7. The intelligent perception method for preventing external damage information of transmission lines according to claim 1, characterized in that: The tower monitoring hardware system includes a processor, an inclination detection module, an RGB capacitive touch screen, GPRS, a storage module, and a power supply module; After being powered on, the system first loads the character library and emWin-related images, and then enters the parameter setting display interface. The parameters can be set in two ways: through the mobile phone APP or the touch screen. After the parameter setting is completed, the measurement is started. The processor collects and processes the data related to the tower state and displays it on the RGB screen in real time. In terms of data storage, the data is generated into a file and stored in the front-end SD card, and at the same time, the data is transmitted to the mobile phone APP and the cloud server in real time.

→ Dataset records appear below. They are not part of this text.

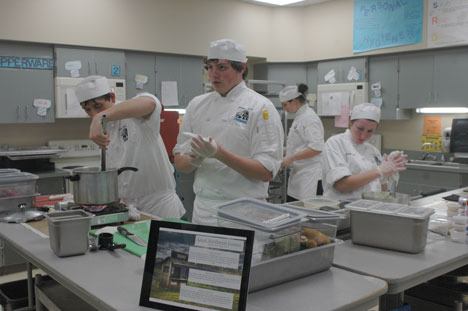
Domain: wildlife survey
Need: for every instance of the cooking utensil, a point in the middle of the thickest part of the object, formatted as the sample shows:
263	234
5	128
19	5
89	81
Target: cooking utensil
131	236
103	149
93	186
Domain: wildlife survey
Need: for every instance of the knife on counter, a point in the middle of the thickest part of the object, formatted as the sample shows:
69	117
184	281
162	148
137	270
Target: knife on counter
131	236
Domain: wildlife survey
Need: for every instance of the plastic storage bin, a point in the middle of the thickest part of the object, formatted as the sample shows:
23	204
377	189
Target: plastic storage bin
14	295
389	225
68	232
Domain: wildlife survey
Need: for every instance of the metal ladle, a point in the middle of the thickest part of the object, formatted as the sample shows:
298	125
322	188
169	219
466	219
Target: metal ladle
103	149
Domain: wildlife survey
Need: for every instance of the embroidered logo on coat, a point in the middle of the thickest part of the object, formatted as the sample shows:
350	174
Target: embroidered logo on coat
123	131
242	116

8. The intelligent perception method for preventing external damage information of transmission lines according to claim 7, wherein: The processor uses the low-power STM32F429 with an ARMCortex-M4 core as the main control MCU. The internal data path, registers, and memory interfaces are all set to 32 bits; an extended LCD-TFT controller and a variable storage controller are set; In order to meet the power supply needs of the sensor and the core processor at the same time, the power supply module uses the XL1509 voltage regulator chip to regulate the voltage to 5V to supply power to the sensor, and at the same time, the output 5V is regulated by AMS1086 to generate a 3.3V voltage to supply power to the core processor, SD card, and other peripheral modules; The power supply voltage of the inclination sensor of the inclination detection module is 5V. When communicating with the processor, the judgment of the input high level is V IH > 4V. For the ARM processor with a power supply voltage of 3.3V, a bidirectional level conversion circuit is adopted to establish communication between the processor and the sensor.